The second time I saw Microsoft's drive towards Open Source was with CodePlex (now defunct, replaced by Azure DevOps and GitHub). CodePlex was similar to GitHub, where developers could save the source code in TFS (could be accessed also via SVN and GIT), and also had access to a wiki, issue tracking and discussions for the project. For a while CodePlex held the status of "SourceForge for Microsoft Stack".
In 2014, Microsoft decided to make .NET Open Source. I remember the turmoil the announcement created within the tech community at the time. And because people still did not trust Microsoft, the open source still had a famous quote from Steve Balmer about Linux, fresh to counter the announcement.
In 2018 Microsoft bought GitHub, a platform for "social coding". Again the initial reaction from the open source community was; it is just another one of many purchases by Microsoft in their "embrace, extend, and extinguish" strategy. Then one year after the purchase I saw it had changed to "embrace, extend then innovate". As seen with Linkedin and Majong in the past, Microsoft decided not to dissolve the brands or products, instead enabling innovation for those entities.
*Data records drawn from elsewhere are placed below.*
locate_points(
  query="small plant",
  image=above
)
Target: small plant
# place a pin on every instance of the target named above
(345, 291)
In February 2019, the tech community was swept into a wild fire; Microsoft is going Inner Source. Today engineers at Microsoft are expected to share their knowledge with each other in a totally different way. Unless something is related to core Microsoft products (i.e. Windows, Office, Azure, etc), all the new code and documentation should be open to anyone in the company.
Within the last couple of years Microsoft has taken steps towards being a true open source company. After joining the Open Invention Network (OIN), Microsoft opened 60,000 patents to help further the development of Linux. As late as May 2019, Microsoft open sourced some of the algorithms behind Bing.